Before you turn this problem in, make sure everything runs as expected. First, **restart the kernel** and then **run all cells**.

Make sure you fill in any place that says `YOUR CODE HERE` or "YOUR ANSWER HERE", as well as your name below:

In [None]:
NAME = ""
STUDENT_ID = ""

In this exercise, we will use your newly discovered classification skills to classify whether a couple is likely to have a successful relationship based on their astrological signs.
In this fictional data set, astrological signs do affect compatibility in some ways which you will have to discover. The effects of astrological signs which we have generated for this exercise may differ from real life, in that there are any.

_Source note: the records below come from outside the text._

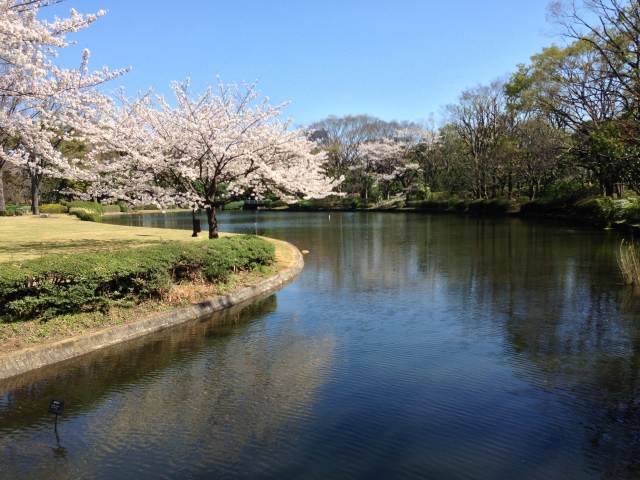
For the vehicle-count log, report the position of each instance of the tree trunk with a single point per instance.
(3, 207)
(35, 195)
(213, 222)
(197, 228)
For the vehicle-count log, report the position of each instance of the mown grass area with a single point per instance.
(62, 277)
(28, 237)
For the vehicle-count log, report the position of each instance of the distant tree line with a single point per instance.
(567, 119)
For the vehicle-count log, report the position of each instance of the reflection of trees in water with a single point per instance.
(571, 328)
(552, 293)
(85, 380)
(228, 402)
(208, 384)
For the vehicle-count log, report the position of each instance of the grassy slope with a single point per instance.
(22, 238)
(27, 237)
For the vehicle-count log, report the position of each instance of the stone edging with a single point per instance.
(32, 358)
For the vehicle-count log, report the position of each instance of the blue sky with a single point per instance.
(395, 59)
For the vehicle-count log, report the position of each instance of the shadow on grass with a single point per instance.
(24, 250)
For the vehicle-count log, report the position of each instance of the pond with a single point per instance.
(411, 346)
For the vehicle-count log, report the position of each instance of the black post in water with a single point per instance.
(56, 407)
(197, 228)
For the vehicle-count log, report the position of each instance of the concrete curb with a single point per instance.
(32, 358)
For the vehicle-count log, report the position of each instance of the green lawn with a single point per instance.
(28, 237)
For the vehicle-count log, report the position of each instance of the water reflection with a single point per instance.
(411, 346)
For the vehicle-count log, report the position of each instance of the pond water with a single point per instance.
(411, 346)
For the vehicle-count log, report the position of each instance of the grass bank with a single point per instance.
(61, 277)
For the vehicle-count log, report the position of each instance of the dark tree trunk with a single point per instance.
(213, 222)
(3, 206)
(197, 228)
(35, 194)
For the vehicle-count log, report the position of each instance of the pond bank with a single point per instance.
(289, 264)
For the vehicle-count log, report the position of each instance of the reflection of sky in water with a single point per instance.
(411, 345)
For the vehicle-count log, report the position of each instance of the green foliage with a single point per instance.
(150, 206)
(16, 210)
(111, 208)
(92, 206)
(53, 208)
(629, 262)
(84, 282)
(86, 214)
(238, 205)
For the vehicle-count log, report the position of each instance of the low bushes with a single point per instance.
(87, 205)
(16, 210)
(84, 282)
(86, 211)
(629, 262)
(86, 214)
(111, 208)
(53, 208)
(237, 205)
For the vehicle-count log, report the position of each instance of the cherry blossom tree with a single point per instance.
(42, 105)
(385, 160)
(206, 149)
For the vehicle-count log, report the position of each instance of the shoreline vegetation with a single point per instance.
(594, 211)
(80, 277)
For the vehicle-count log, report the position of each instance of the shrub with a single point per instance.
(86, 214)
(238, 205)
(598, 210)
(111, 208)
(146, 207)
(53, 208)
(92, 206)
(629, 262)
(16, 210)
(83, 282)
(494, 206)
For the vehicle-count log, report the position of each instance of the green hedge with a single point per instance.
(87, 205)
(86, 214)
(237, 205)
(83, 282)
(16, 210)
(111, 208)
(53, 208)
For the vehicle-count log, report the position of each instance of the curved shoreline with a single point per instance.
(32, 358)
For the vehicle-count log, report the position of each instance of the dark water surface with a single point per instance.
(411, 346)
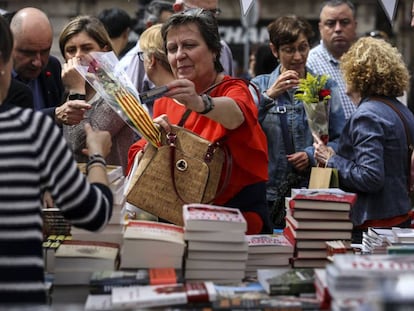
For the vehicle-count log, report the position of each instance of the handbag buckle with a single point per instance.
(171, 137)
(281, 109)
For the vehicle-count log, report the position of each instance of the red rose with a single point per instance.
(323, 93)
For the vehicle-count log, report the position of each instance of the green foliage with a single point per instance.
(311, 89)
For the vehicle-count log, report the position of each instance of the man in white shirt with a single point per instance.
(337, 27)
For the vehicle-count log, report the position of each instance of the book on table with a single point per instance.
(102, 281)
(294, 234)
(266, 243)
(323, 199)
(217, 246)
(403, 235)
(163, 243)
(162, 295)
(75, 260)
(206, 217)
(317, 224)
(281, 281)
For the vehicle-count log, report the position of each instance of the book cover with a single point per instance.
(316, 224)
(87, 249)
(309, 234)
(403, 235)
(153, 230)
(325, 199)
(351, 264)
(266, 243)
(103, 281)
(210, 264)
(309, 214)
(218, 236)
(280, 281)
(217, 246)
(206, 217)
(162, 295)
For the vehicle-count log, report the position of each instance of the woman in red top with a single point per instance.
(192, 45)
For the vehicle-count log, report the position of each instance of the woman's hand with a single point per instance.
(286, 80)
(71, 78)
(299, 160)
(322, 152)
(183, 90)
(97, 141)
(72, 112)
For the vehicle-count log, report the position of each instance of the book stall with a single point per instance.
(209, 263)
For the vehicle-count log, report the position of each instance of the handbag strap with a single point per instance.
(407, 132)
(171, 139)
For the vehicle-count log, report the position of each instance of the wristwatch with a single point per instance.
(77, 96)
(208, 103)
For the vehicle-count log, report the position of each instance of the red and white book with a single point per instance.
(206, 217)
(162, 295)
(323, 199)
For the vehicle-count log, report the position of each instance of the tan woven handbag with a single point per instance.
(185, 169)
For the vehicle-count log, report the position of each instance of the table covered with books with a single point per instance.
(210, 263)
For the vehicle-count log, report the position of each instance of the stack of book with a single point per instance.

Classification is supervised learning, which means that we already know the outcome for some data, and use this data to train a model to classify unknown data.
So, in our capacity as spiritual match-makers, we have compiled a list of relationships to train our classifier with.

In [None]:
# Imports
import numpy as np
import pandas as pd
import seaborn as sns
from sklearn.linear_model import LogisticRegression
from sklearn.preprocessing import OneHotEncoder
from sklearn.metrics import accuracy_score

We have two .csv files with data: couples.csv, and persons.csv.
Couples.csv contains the outcome we'd like to predict, but no useful variables to base our prediction on. It only tells us the id of the two partners.
It's best if we have both X and Y in a single dataframe before we proceed.
Create a dataframe called 'data' with the columns: couple_id, person_a, person_b, outcome, sign_a, sign_b, with the respective signs of persons a and b for each couple.

In [None]:
#YOUR CODE HERE

#print(data.head())

Let's now have a look at the possible outcome variables.

In [None]:
# Let's plot the outcomes
couples = pd.read_csv('couples.csv')
sns.countplot(data=couples, x='outcome')

As we can see, one possible outcome for couples is marriage. Although we can train a classifier to classify multiple outcome labels, let's keep it simple for now: We will simply classify whether a couple will be married or not. For this purpose, let's create a one-hot encoding: Create a column for data called 'married' which is equal to 1 if the couple is married and 0 otherwise.

In [None]:
#YOUR CODE HERE

#print(data.head())

Now we need to do the same to X: our input features. Since we have two categorical variables (sign_a and sign_b) with 12 possible values each, let's use sklearn's OneHotEncoder class to create vectors instead of manually creating 24 columns. Create a numpy array called 'features' of shape (5000, 24) which contains our one-hot encoded feature vectors.
You can follow the first example of the class' documentation:
https://scikit-learn.org/stable/modules/generated/sklearn.preprocessing.OneHotEncoder.html

In [None]:
#YOUR CODE HERE

Now we have everything we need: One-hot encoded features and the binary label 'married'.
During the lecture you learned about binary logistic regression. Since our output variable is either 0 or 1, this seems like an ideal use case for it!
Above, we imported LogisticRegression from sklearn. Have a look at the documentation, and implement it with default parameters for our data:
https://scikit-learn.org/stable/modules/generated/sklearn.linear_model.LogisticRegression.html
Don't worry about test and train sets yet; we'll train our model on all the data and then evaluate it on the same data.

In [None]:
X = features
y = data['married']

#YOUR CODE HERE

classifier.score(X, y)

78% accuracy! That doesn't sound bad for a first attempt. But remember the zero-rate classifier? Let's have a look at what our baseline should be.
Above, we plotted all possible outcome variables. Have a look what's more likely: married (1), or not married (0)? Then create a zero-rate classifier that always returns the most likely result.
The estimated outcome value y is often denoted as ŷ, which is why we call it y_hat here.

In [None]:
def zero_rate(x) -> int:
    """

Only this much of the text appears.